The much-anticipated report, compiled by the BfV domestic intelligence agency, identified 377 suspected cases of far-right extremism in the German police and intelligence services between January 2017 and March 2020.
It follows a string of scandals in Germany in recent months over far-right networks in the police and military, with pressure mounting on the government to address the issue.
"We are dealing with a small number of cases," Seehofer said at a press conference to introduce the report, stressing that more than 99 percent of the police respect the constitution and have no connection to extremism.
"We have no structural problem with right-wing extremism in the state and federal security services," Seehofer said.
However, he added that "every proven case is a disgrace" given the role played by the police and security forces in setting an example for the public.
Around 300,000 members of the security forces were asked to fill out anonymous questionnaires for the report in the hope of breaking what unions and experts have called a culture of silence.
The report identified 319 suspected cases of right-wing extremism in Germany's state police forces, as well as 58 at the federal level, including 44 in the federal police.
But Dieter Romann, the head of the federal police, also said Tuesday there is "no right-wing extremist network within the federal police".
Several regional German police forces have been caught up in far-right scandals in recent months, and a unit of the country's elite KSK commando force was dissolved in July over neo-Nazi allegations.
The German government had previously refused to carry out a full investigation into extremism as it feared tarnishing the reputation of the police and intelligence services, instead favouring a case-by-case approach.
But in a change of stance last week, Seehofer said the government would take a "rigorous" approach and "not cover anything up".
The Social Democrats, the junior partner in Angela Merkel's coalition government, have repeatedly demanded action, and German President Frank-Walter Steinmeier called in September for a "more resolute" fight against right-wing extremism.
Germany has been hit by a string of far-right attacks over the last 18 months, leading to Seehofer naming far-right extremism the "biggest security threat facing Germany".
But at the same time, evidence has mounted of far-right extremism within the police, security forces and military.
Links between the far right and the police are suggested by the makeup of the Bundestag lower house of parliament, where five of the far-right AfD party's 89 MPs are police officers -- the highest number of any party.
In Germany's most populous state of North Rhine-Westphalia, 30 police officers were suspended in September for spreading "repulsive" far-right propaganda in online chatrooms including swastikas, pictures of Adolf Hitler and a digitally altered image of a refugee in the gas chamber of a concentration camp.

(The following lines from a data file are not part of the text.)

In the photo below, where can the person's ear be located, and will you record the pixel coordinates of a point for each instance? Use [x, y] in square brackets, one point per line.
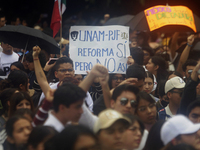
[112, 104]
[175, 141]
[169, 95]
[10, 140]
[156, 67]
[56, 74]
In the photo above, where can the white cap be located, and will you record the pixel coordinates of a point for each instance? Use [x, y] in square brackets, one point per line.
[175, 126]
[175, 82]
[107, 118]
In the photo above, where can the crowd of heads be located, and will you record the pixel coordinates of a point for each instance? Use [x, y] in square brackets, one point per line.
[155, 105]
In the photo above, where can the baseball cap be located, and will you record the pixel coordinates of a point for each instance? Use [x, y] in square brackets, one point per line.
[107, 118]
[175, 82]
[175, 126]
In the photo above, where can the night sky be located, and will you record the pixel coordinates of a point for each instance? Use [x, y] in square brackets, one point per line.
[31, 9]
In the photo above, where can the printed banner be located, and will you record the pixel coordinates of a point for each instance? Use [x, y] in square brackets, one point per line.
[107, 45]
[159, 16]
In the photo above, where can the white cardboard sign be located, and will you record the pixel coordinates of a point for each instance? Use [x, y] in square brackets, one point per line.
[107, 45]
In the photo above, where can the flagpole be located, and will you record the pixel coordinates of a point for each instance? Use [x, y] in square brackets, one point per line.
[61, 35]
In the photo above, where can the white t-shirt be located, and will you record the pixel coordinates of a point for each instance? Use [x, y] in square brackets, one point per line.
[88, 98]
[7, 60]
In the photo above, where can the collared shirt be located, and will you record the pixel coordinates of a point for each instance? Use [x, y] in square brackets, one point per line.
[52, 121]
[168, 112]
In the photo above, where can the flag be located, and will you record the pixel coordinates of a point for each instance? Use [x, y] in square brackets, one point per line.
[58, 9]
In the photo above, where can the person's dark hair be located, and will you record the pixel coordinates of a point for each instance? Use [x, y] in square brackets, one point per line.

A similar case was uncovered in Berlin in late September.
In July, prosecutors announced the arrest of a former police officer and his wife whom they suspect of having sent threatening emails to politicians and other public figures across Germany.
The anonymous messages were all signed "NSU 2.0", a reference to the German neo-Nazi cell National Socialist Underground that committed a string of racist murders in the 2000s.
The so-called "NSU 2.0 affair" has already claimed the scalp of police chief Udo Muench of the state of Hesse, who resigned after it emerged that police computers were used to search for details about a far-left politician who subsequently received one of the threatening letters.
Meanwhile, Defence Minister Annegret Kramp-Karrenbauer ordered the partial dissolution of the KSK commando force in June after revelations that some of its members harboured neo-Nazi sympathies.
The elite force is charged with sensitive and risky missions such as hostage rescue operations or anti-terror action abroad.
Germany's Military Counter-Intelligence Service (MAD) has said some 600 Bundeswehr soldiers were suspected of right-wing extremism, including 20 in the elite force.